In terms of attention assessment, our findings suggest that VGT can improve selective attention measured with the Go/Nogo task. This result is consistent with previous studies that highlighted how video game feedback is capable of improving visual selective attention in habitual players [41]. Video games increase information processing procedures to provide either an adequate response for stimulus processing (e.g., an increase in visual acuity [42] or contrast sensitivity [43] or to enhance top-down attentional control as an ability to strategically allocate one’s attention [44]). Attentional control implies some skills related to executive functions such as goal-directed behavior, strategic allocation of one’s attention, error monitoring and cognitive flexibility [45]. Game benefits might reflect shifts in strategy rather than changes in more basic cognitive capacities [46]. Our results confirm some previous studies [26] that showed that action video games resulted in different effects in a patient’s selective attention compared with other “non-action” games (strategic or role-playing games). In our study, VGT was associated with a higher perception, higher attentional capture and a higher motor-load than BPT. In addition, video games had an influence on the reward system. Consequently, the involved reward system represents a key step in learning and cognitive processing [47]. Increased attention can help motor skill learning and functional recovery in TBI survivors and can partially explain the functional gains obtained by our cohort of patients who received VGT.

This exploratory study presents several limitations: our finding cannot be generalized to the entire TBI population. Specifically, Xbox Kinect, like other gaming devices, was developed for a healthy population and is not adjustable for people with cognitive and sensory-motor impairments. Furthermore, TBI survivors with extended frontal damage may not benefit from a reward-based learning delivered by VR. Additionally, the therapist was not blinded to the treatments received, which may represent a potential source of bias. Also, the VGT and BPT groups were significantly different at baseline with respect to the time since TBI (2 vs 8 years). We also have to consider that patients with an higher chronicity may have developed more compensatory strategies over time, rendering them less susceptible to modification with the rehabilitative interventions. Finally, five of the 20 patients were receiving multidisciplinary rehabilitation, even in a chronic phase, and the multiple interventions could mask specific effects of VGT or BPT. However, we decided to include chronic TBI patients even if they were undergoing rehabilitation given the preliminary nature of this trial and the difficulty of recruiting members of this particular population.

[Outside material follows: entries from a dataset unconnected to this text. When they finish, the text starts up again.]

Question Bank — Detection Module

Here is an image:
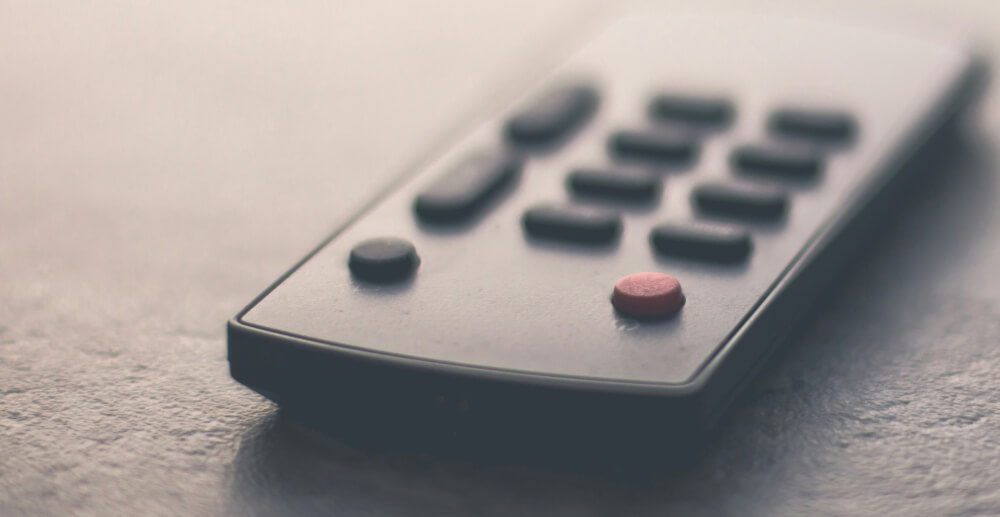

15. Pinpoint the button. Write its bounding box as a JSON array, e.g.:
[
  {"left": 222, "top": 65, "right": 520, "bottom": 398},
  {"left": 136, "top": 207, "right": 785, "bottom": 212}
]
[
  {"left": 611, "top": 273, "right": 684, "bottom": 317},
  {"left": 649, "top": 94, "right": 733, "bottom": 128},
  {"left": 566, "top": 169, "right": 660, "bottom": 202},
  {"left": 521, "top": 205, "right": 622, "bottom": 244},
  {"left": 347, "top": 237, "right": 420, "bottom": 283},
  {"left": 649, "top": 221, "right": 752, "bottom": 262},
  {"left": 729, "top": 145, "right": 823, "bottom": 179},
  {"left": 768, "top": 108, "right": 857, "bottom": 142},
  {"left": 413, "top": 152, "right": 521, "bottom": 222},
  {"left": 506, "top": 85, "right": 598, "bottom": 145},
  {"left": 691, "top": 182, "right": 788, "bottom": 219},
  {"left": 608, "top": 130, "right": 698, "bottom": 164}
]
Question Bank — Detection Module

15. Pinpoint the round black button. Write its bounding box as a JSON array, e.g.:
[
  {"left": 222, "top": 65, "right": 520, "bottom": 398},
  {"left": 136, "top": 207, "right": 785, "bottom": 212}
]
[{"left": 347, "top": 237, "right": 420, "bottom": 282}]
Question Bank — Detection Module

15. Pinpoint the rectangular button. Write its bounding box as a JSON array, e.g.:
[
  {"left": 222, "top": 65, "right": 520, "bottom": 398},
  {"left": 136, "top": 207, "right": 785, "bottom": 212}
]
[
  {"left": 506, "top": 85, "right": 598, "bottom": 145},
  {"left": 413, "top": 152, "right": 521, "bottom": 222},
  {"left": 649, "top": 221, "right": 752, "bottom": 262},
  {"left": 608, "top": 131, "right": 699, "bottom": 164},
  {"left": 691, "top": 181, "right": 788, "bottom": 219},
  {"left": 566, "top": 169, "right": 661, "bottom": 203},
  {"left": 649, "top": 94, "right": 733, "bottom": 128},
  {"left": 521, "top": 205, "right": 622, "bottom": 244},
  {"left": 730, "top": 145, "right": 823, "bottom": 179},
  {"left": 768, "top": 108, "right": 857, "bottom": 142}
]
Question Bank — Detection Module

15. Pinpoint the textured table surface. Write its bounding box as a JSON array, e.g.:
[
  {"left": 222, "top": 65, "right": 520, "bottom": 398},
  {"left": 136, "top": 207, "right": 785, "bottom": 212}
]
[{"left": 0, "top": 0, "right": 1000, "bottom": 516}]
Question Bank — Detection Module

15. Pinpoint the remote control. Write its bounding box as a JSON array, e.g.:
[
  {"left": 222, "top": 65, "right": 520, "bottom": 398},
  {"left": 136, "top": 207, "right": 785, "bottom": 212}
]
[{"left": 228, "top": 14, "right": 985, "bottom": 464}]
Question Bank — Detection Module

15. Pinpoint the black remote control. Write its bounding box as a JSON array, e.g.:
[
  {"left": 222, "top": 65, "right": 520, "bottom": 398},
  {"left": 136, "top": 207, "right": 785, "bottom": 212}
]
[{"left": 228, "top": 14, "right": 985, "bottom": 466}]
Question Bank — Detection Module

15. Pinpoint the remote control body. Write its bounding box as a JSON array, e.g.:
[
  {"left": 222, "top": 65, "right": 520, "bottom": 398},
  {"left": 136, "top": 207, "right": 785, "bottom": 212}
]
[{"left": 228, "top": 14, "right": 983, "bottom": 462}]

In future studies, it will be important to evaluate the effect of video games on other attention components (e.g., divided attention) and other executive functions such as working memory and flexibility, which are often impaired in people with TBI [48]. Such an evaluation can help to predict performance after VGT [49], either in the early or later phases of learning. It would also be helpful to use an adaptive video game characterized by a progressive increase in attentional and executive loads in order to make the intervention more effective, even for the most compromised patients.

Conclusions

Ambulatory chronic TBI patients appeared to benefit from 6 weeks of VGT in terms of dynamic balance, mobility and selective attention. However, these promising results were obtained from a small sample of convenience. Additional studies with more homogeneous and larger samples are required to confirm and better explore the role of video games on motor learning after TBI.